Part One of Four:
Assuming relatively realistic and probable space travel.
Assuming that humans will eventually be able to build spacecraft that can accelerate to speeds of 0.001 to 0.1 of the speed of light, and decelerate at the end of their voyages, it should take those spacecraft about 10 to 1,000 years to travel one light year.
Assuming that humans can colonize star systems without habitable worlds by building space habitats, and that the average star has several star systems with 10 light years, and a voyage of 10 light years taking 100 to 10,000 years is the maximum length, a world will colonize all the star systems with 10 light years within 100 to 10,000 years of sending the first colony ships.
Assuming that it takes 100 to 1,000 years for each colony system to become populated and adanced enough to send out colony ships of their own, a world should colonize all the stars within 10 light years within about 200 to 11,000 years after being colonized.
Thus humans would be able to spread across the galaxy at the rate of 10 light years every 200 to 11,000 years, at an average speed of 0.000909 to 0.05 times the speed of light, and thus spreading at an average rate of 0.000909 to 0.05 light years per year.
Since the farthest parts of the galactic disc are probably much less than 100,000 light years from Earth. at that rate it should take less than 2,000,000 to 110,000,110 years to colonize the entire galactic disc of the galaxy.
But it would be impossible to colonize those parts of the galactic halo where the density of stars is low enough that most stars are more than 10 light years from their nearest neighbors. Thus it would be impossible to reach most or all of the globular star clusters and most or all of the small satellite galaxies of the Milky Way Galaxy, let alone more distant galaxies in the local group like the Andromeda galaxy, let alone galaxies tens or hundreds of millions of light years away, let alone galaxies billions of light years away.
Assuming much faster and less probable space travel.
But if humans are able to built spaceraft which can travel much faster than 0.001 to 0.1 times the speed of light, and/or are able to build spacecraft capable of deliving human colonists to distant stars after voyages much longer than 100 to 10,000 years, humans could spread much faster and reach much more distant locations within a single voyage.
Thus humans might be able to spread from star to star even among the widely separated stars in the halo of the Milky way Galaxy, and thus reach globular clusters and even the small satellite galaxies.
Assuming the space travel capabilities in the original question.

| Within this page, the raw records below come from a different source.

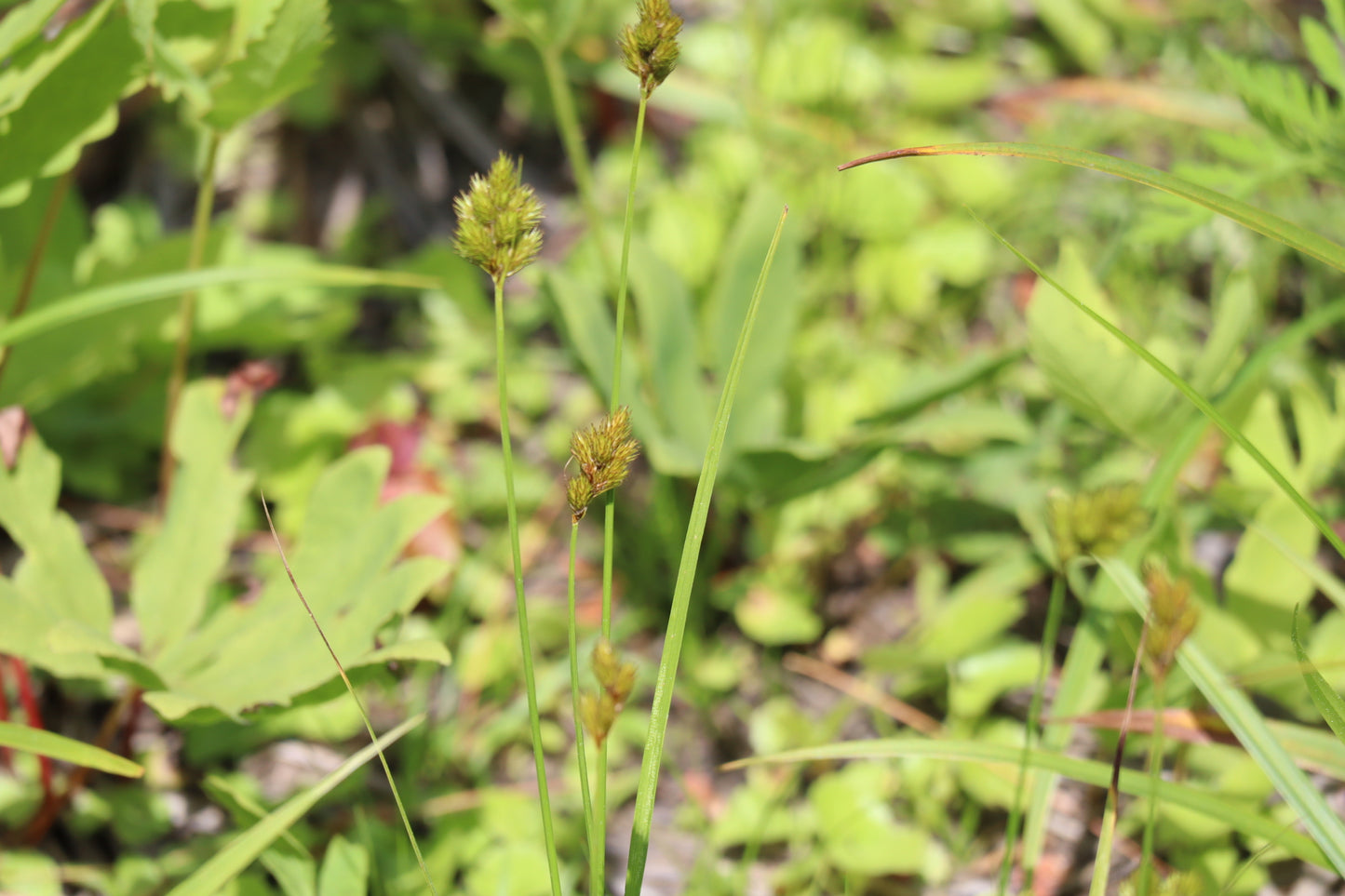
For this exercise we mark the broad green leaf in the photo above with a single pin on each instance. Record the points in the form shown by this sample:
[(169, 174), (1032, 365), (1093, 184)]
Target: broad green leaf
[(172, 580), (1134, 782), (1262, 222), (266, 651), (23, 23), (66, 750), (344, 869), (1088, 368), (244, 849), (124, 295), (857, 827), (274, 68), (1247, 724), (1327, 702), (676, 379), (57, 579), (53, 111)]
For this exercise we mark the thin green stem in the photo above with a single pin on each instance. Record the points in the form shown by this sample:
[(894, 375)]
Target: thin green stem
[(682, 591), (1155, 772), (359, 703), (187, 316), (572, 138), (1055, 609), (574, 700), (525, 639), (39, 250)]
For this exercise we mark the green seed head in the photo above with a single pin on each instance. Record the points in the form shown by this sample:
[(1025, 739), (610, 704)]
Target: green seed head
[(649, 47), (496, 221)]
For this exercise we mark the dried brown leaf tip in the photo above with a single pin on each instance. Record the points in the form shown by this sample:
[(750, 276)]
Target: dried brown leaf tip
[(604, 452), (1173, 616), (496, 221), (649, 47), (599, 711), (1097, 521)]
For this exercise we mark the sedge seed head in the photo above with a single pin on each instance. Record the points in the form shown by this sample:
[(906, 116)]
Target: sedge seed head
[(498, 220), (650, 47)]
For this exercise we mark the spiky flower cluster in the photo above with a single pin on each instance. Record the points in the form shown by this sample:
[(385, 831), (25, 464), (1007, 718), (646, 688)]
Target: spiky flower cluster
[(649, 47), (1172, 621), (1094, 522), (598, 711), (604, 452), (496, 221)]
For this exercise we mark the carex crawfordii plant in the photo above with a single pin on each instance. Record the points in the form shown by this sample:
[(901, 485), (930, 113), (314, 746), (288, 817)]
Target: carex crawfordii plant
[(1091, 522), (498, 232), (649, 47)]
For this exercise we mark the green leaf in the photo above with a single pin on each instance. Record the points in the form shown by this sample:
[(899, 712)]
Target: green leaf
[(1262, 222), (244, 849), (57, 579), (344, 869), (265, 651), (277, 65), (1247, 724), (1088, 368), (124, 295), (1327, 702), (66, 750), (174, 578), (63, 100), (1211, 803)]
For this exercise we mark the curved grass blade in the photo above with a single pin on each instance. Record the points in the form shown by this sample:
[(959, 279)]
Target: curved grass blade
[(1190, 395), (682, 591), (138, 292), (1133, 782), (1327, 702), (1248, 727), (45, 742), (248, 847), (1251, 217)]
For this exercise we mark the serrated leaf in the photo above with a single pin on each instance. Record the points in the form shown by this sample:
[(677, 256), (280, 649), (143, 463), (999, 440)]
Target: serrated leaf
[(274, 66), (57, 579), (45, 742), (265, 651), (172, 580)]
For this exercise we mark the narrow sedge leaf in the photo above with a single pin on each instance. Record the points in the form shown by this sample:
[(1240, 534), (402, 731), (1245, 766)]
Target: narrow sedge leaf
[(248, 847), (1327, 702), (1251, 217), (1134, 782), (91, 303), (45, 742), (1248, 727), (1190, 395), (682, 592)]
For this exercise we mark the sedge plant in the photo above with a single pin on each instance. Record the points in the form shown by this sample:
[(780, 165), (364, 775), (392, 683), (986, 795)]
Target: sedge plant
[(498, 232)]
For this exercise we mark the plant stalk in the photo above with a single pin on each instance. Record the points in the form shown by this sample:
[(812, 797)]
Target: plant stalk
[(187, 316), (39, 250), (525, 639)]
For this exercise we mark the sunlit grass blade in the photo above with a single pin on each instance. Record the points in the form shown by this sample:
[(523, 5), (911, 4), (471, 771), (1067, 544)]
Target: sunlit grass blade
[(350, 689), (1327, 702), (244, 849), (45, 742), (1133, 782), (1251, 217), (1248, 727), (682, 591), (136, 292)]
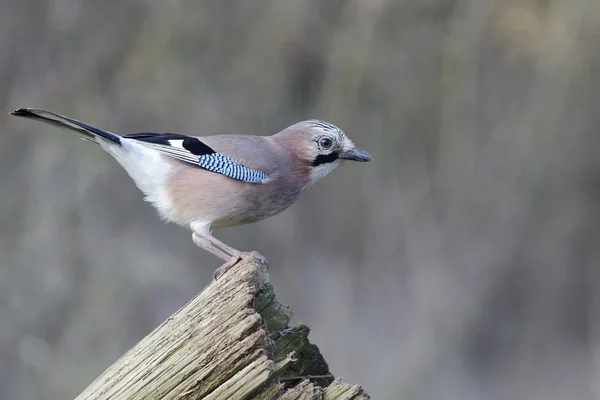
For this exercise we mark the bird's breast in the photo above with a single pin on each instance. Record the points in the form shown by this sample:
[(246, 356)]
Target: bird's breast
[(200, 195)]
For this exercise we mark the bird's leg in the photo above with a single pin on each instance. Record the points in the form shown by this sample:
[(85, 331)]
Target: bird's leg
[(203, 242), (222, 246)]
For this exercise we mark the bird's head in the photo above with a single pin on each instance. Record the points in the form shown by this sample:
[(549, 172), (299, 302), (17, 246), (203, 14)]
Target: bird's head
[(319, 147)]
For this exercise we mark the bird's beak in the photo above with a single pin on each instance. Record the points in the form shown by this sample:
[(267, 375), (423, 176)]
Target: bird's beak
[(355, 154)]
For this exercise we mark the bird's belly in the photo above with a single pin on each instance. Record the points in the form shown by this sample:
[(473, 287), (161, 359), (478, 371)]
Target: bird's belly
[(199, 195)]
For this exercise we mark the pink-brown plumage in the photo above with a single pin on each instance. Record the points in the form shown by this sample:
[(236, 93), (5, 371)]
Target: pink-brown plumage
[(261, 175)]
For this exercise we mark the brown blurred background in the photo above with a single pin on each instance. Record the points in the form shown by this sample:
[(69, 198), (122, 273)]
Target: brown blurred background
[(463, 263)]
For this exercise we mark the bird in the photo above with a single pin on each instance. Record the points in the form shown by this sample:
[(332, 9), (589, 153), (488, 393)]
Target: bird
[(210, 182)]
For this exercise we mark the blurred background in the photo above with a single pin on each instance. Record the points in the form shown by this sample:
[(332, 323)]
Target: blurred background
[(463, 263)]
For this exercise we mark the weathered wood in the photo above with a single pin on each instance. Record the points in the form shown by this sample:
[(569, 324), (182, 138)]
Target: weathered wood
[(232, 341)]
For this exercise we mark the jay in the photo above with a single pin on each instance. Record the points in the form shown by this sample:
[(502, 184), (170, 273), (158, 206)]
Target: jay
[(210, 182)]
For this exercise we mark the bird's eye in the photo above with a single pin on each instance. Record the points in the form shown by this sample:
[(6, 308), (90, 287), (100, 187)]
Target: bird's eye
[(325, 143)]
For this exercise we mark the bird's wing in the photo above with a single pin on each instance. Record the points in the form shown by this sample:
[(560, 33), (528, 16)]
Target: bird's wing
[(193, 151)]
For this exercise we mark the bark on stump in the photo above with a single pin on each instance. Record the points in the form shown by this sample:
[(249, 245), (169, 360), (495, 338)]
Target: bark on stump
[(232, 341)]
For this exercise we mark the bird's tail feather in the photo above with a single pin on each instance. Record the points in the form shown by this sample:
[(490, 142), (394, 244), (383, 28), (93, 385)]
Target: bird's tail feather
[(86, 131)]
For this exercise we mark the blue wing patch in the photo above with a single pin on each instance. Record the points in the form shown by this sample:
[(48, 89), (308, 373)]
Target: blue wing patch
[(224, 165), (192, 151)]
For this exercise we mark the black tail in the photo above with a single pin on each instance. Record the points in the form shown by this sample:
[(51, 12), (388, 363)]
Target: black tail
[(86, 131)]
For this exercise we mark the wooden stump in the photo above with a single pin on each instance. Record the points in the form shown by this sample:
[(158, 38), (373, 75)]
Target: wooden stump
[(232, 341)]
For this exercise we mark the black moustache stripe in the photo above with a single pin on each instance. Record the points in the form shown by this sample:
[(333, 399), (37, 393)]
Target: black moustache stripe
[(325, 159)]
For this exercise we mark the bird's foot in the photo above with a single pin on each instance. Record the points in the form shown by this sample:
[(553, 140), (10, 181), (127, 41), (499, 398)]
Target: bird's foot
[(225, 267), (235, 258)]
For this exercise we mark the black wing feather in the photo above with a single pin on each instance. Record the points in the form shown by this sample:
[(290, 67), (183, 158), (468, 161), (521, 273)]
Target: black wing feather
[(193, 151)]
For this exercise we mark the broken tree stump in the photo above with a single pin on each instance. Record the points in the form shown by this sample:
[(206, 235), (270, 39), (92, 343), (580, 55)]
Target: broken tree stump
[(232, 341)]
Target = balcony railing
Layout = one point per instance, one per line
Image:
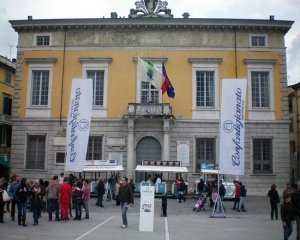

And if humans develop spacecraft which can travel at almost the speed of light, so that time dilation slows down time aboard the ships to a tiny fraction of the passage of time in the outside universe, a ship could travel 100,000 or 1,000,000 light years in only a few decades of ship's time, and humans could conceivably spread from galaxy to galaxy. Thus humans could conveivablye reach every galaxy which is not so far away that it is receding faster than light, or faster than the very close approximation to the speed of light which such ships could achieve.
So humans could probable colonize every galaxy that is now no more than a few tens of billions of light years away.
And if it ever becomes possible to build ships with Alcubierre drive or some other form of faster than light travel, the sky will be the limit, as the saying goes.